I don't see any downside by adding rollbackOnFailure on all stacks as the user can trigger the rollback whenever he wants but in some situations, in case of a failure, can allow user intervention first (resizing a pool, launching separate controllers/workers, etc).

Perhaps we need to move VPC and subnet definitions from controlplane stack to the root stack? I think it will be safer.

mumoshu commented 6 years ago

@c-knowles Thanks for your comment!

Yes, it would work too as long as we give up kube-aws itself to automatically set a latest k8s version and a latest AMI ID at runtime of kube-aws update for ease of use.

So, we could also enhance kube-aws here by:

mumoshu commented 6 years ago

In case someone is actually relying on kube-aws update to automatically update k8s, etcd versions and AMI ID, I'd suggest writing a wrapper which perhaps run sed to replace version numbers automatically? πŸ˜„ Do you have something like that you could share with us?

mumoshu commented 6 years ago

Implementation note: It would be possible to do detect which stack(s) are being updated by creating a cfn changeset and inspecting the result, so that we can emit a validation error accordingly.

cknowles commented 6 years ago

What about something like:

Not sure about including k8s and etcd versions as then what about container image versions etc? There's usually quite a bit more to updating than just those versions and a lot of different incompatibilities but the AMI is a little removed from that other than the docker version.

mumoshu commented 6 years ago

Hi @c-knowles! I generally agree with the direction.

Not sure about including k8s and etcd versions as then what about container image versions etc? There's usually quite a bit more to updating than just those versions and a lot of different incompatibilities but the AMI is a little removed from that other than the docker version.

Regarding etcd and k8s versions, I wanted to include them for auto populations as they do result in node replacement once you update the kube-aws binary, even no cluster.yaml or stack templates are changed.
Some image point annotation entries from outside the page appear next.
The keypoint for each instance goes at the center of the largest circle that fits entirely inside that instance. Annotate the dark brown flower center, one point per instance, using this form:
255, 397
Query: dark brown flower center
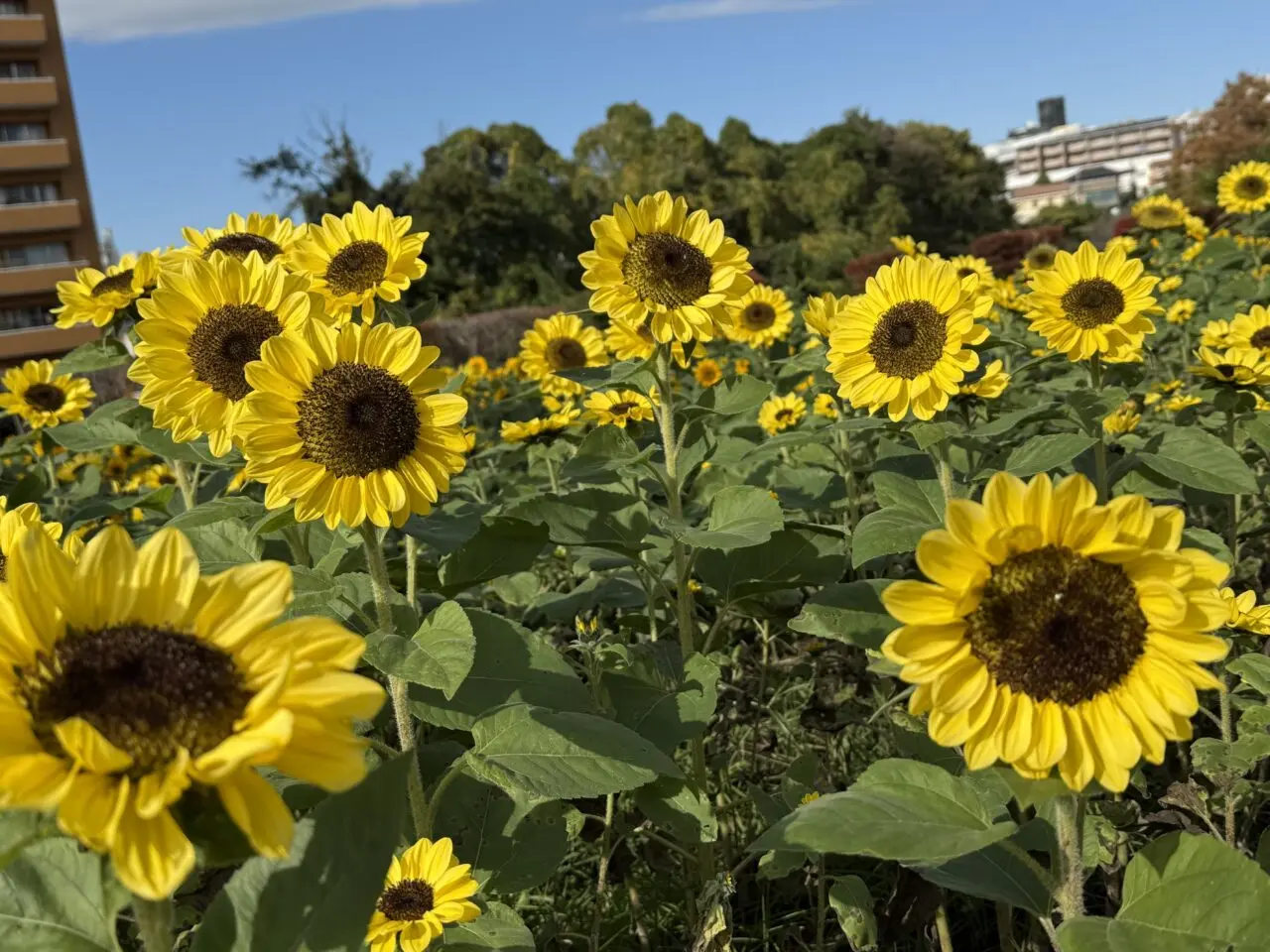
357, 419
149, 690
225, 341
357, 268
1057, 626
908, 339
240, 244
114, 284
566, 354
758, 316
1092, 302
667, 270
408, 900
45, 397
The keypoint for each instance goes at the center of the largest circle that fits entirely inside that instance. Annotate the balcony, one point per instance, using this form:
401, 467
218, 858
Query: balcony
40, 216
35, 154
36, 278
22, 30
35, 93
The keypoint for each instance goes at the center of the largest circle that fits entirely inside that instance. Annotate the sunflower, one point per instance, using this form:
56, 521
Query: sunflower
426, 890
267, 235
130, 676
1245, 188
903, 344
94, 298
1156, 212
991, 385
780, 413
707, 372
348, 424
761, 316
619, 407
357, 258
1236, 366
653, 262
200, 327
1124, 419
1251, 329
1180, 311
561, 343
1057, 631
1091, 302
41, 399
971, 264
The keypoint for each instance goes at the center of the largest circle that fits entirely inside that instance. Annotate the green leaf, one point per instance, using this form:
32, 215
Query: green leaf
1049, 452
1199, 460
851, 902
851, 613
440, 655
897, 810
562, 754
217, 511
322, 893
739, 517
500, 546
56, 897
888, 532
511, 664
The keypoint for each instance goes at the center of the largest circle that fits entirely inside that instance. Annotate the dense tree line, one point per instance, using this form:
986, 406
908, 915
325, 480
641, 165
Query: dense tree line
508, 213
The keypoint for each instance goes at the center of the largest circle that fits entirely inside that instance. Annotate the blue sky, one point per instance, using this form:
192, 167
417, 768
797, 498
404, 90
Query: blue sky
169, 99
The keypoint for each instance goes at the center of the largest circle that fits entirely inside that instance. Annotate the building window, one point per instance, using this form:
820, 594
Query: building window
26, 255
21, 317
30, 193
23, 131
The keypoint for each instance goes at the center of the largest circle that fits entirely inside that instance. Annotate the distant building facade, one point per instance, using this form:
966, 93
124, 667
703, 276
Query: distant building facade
1053, 162
46, 220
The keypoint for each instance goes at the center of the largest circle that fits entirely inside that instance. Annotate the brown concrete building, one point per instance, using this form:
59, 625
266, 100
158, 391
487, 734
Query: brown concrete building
46, 218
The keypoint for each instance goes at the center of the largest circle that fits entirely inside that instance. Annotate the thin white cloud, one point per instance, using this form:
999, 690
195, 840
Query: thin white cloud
710, 9
104, 21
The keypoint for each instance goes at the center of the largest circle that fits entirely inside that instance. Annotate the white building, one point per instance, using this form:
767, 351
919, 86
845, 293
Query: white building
1067, 162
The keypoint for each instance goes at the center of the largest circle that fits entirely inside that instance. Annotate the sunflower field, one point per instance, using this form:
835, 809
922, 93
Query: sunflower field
925, 619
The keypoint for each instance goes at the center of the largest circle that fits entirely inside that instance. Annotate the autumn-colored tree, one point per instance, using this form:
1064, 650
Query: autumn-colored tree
1236, 128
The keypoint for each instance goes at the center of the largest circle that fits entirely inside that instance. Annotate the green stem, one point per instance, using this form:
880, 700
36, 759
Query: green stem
154, 923
1070, 816
398, 688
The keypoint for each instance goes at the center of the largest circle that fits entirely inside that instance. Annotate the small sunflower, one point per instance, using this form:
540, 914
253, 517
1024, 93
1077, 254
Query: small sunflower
761, 316
1124, 419
348, 424
128, 678
41, 399
203, 324
268, 235
780, 413
1245, 188
1236, 366
966, 266
1180, 311
619, 407
1156, 212
991, 385
1092, 302
707, 372
905, 343
354, 259
94, 298
1058, 633
656, 263
561, 343
425, 892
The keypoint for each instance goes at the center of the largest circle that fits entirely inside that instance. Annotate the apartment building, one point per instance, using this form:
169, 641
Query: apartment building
46, 218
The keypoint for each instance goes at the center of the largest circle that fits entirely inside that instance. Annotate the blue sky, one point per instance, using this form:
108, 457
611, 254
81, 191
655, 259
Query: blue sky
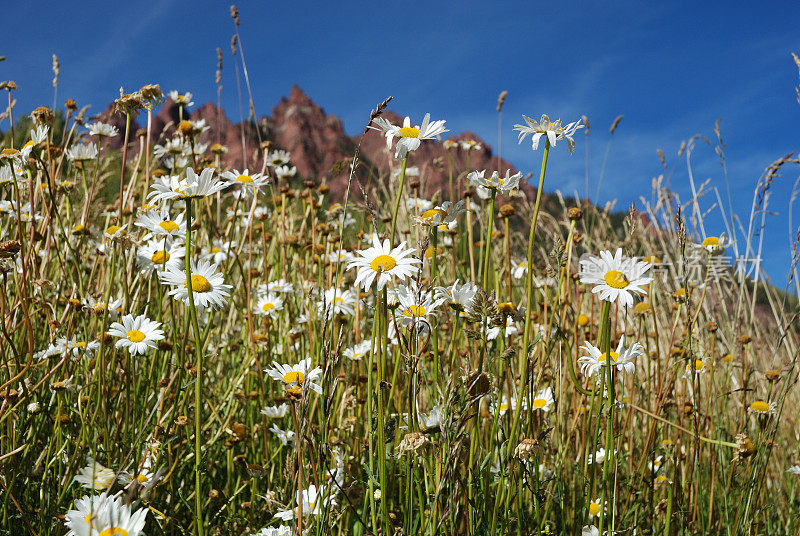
671, 68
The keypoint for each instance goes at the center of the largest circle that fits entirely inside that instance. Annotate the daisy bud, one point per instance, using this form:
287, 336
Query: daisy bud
772, 375
526, 449
507, 210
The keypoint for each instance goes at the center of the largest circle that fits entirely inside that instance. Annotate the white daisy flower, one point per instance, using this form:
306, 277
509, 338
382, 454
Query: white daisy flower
152, 256
615, 277
137, 334
459, 297
296, 375
269, 304
444, 214
312, 499
95, 476
102, 515
554, 131
208, 289
278, 158
249, 183
409, 137
503, 185
382, 263
337, 302
276, 412
184, 100
101, 129
623, 358
286, 437
358, 351
543, 400
415, 306
160, 224
519, 269
82, 152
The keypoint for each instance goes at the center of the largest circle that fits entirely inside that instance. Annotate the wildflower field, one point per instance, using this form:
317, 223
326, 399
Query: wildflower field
193, 347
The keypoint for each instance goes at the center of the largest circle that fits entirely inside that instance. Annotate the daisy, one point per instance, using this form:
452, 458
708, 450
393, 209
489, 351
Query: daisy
458, 297
471, 145
553, 131
700, 367
152, 256
101, 129
415, 306
410, 137
623, 358
82, 153
356, 352
249, 183
312, 499
615, 277
137, 334
278, 157
102, 515
161, 225
276, 412
519, 269
95, 476
208, 289
337, 302
443, 214
283, 530
296, 375
382, 263
543, 400
281, 285
114, 306
760, 407
497, 183
184, 100
494, 331
269, 304
714, 245
418, 204
285, 437
285, 172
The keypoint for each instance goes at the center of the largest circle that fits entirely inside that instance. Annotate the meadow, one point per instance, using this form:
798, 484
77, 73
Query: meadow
193, 348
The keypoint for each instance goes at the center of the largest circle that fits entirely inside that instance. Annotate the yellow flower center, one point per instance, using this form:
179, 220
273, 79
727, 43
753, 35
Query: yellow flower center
200, 283
114, 531
414, 310
168, 226
294, 377
431, 213
604, 357
160, 257
383, 263
409, 132
616, 279
135, 335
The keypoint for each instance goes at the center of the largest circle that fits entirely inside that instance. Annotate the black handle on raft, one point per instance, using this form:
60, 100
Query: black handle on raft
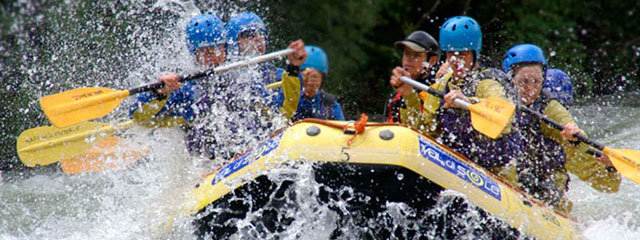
421, 86
594, 152
556, 125
158, 85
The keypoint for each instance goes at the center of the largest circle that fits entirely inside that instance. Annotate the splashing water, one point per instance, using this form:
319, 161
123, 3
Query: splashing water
57, 46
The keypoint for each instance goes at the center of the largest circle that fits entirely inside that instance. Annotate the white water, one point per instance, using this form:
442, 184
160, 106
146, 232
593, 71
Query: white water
615, 215
140, 201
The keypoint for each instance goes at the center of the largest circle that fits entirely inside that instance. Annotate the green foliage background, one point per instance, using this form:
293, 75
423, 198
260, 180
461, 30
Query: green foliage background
597, 42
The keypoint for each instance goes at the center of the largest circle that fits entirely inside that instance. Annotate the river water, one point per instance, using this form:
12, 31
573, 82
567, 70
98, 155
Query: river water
141, 202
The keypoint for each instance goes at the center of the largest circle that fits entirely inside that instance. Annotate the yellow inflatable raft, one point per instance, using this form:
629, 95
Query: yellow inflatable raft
386, 163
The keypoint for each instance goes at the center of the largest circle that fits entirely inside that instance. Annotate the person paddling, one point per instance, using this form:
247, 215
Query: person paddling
189, 104
420, 55
461, 40
315, 102
548, 154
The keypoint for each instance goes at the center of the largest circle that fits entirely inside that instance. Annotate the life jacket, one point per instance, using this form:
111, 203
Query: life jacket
547, 154
319, 106
458, 133
395, 102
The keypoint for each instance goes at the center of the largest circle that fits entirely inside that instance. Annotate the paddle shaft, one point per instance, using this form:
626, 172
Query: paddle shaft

Add a new command to update cluster.yaml to latest version.

How would you like kube-aws to achieve it? There's no yaml parser capable of preserving blankline and comments afaik :cry: I'm afraid that a simple text replacement would beak in various ways.

mumoshu commented 6 years ago

Updated proposal for improving kube-aws for less surprises while upgrading

Use-cases:

In any case, a spare cluster for faster disaster recovery or blue-green cluster deployment(my preference) is recommended.

Down-sides:

whereisaaron commented 6 years ago

Interesting discussion and some good idea. The ideas that jumped out as great to me were:

  1. Being able to disable the automatic rollback: I've been doing a lot of deployments with 0.9.9, and when something is wrong, it become a race between me and CF to diagnose the root cause before CF destroys the evidence. I'd love the option to disable it sometimes.

  2. Inject amiid's into cluster.yaml on init: I agree with @c-knowles that the separate json file sounds clumsy and maybe mysterious to users. I'd rather explicit pinned ami's be added to cluster.yaml, even if I have to manually update those from time to time. It would be a nice assist if kubectl advisor would gather and list the latest relevant amiid and k8s versions available to help me with that. Later, if a reliable YAML patcher is available we could integrate the option to auto-update the cluster.yaml.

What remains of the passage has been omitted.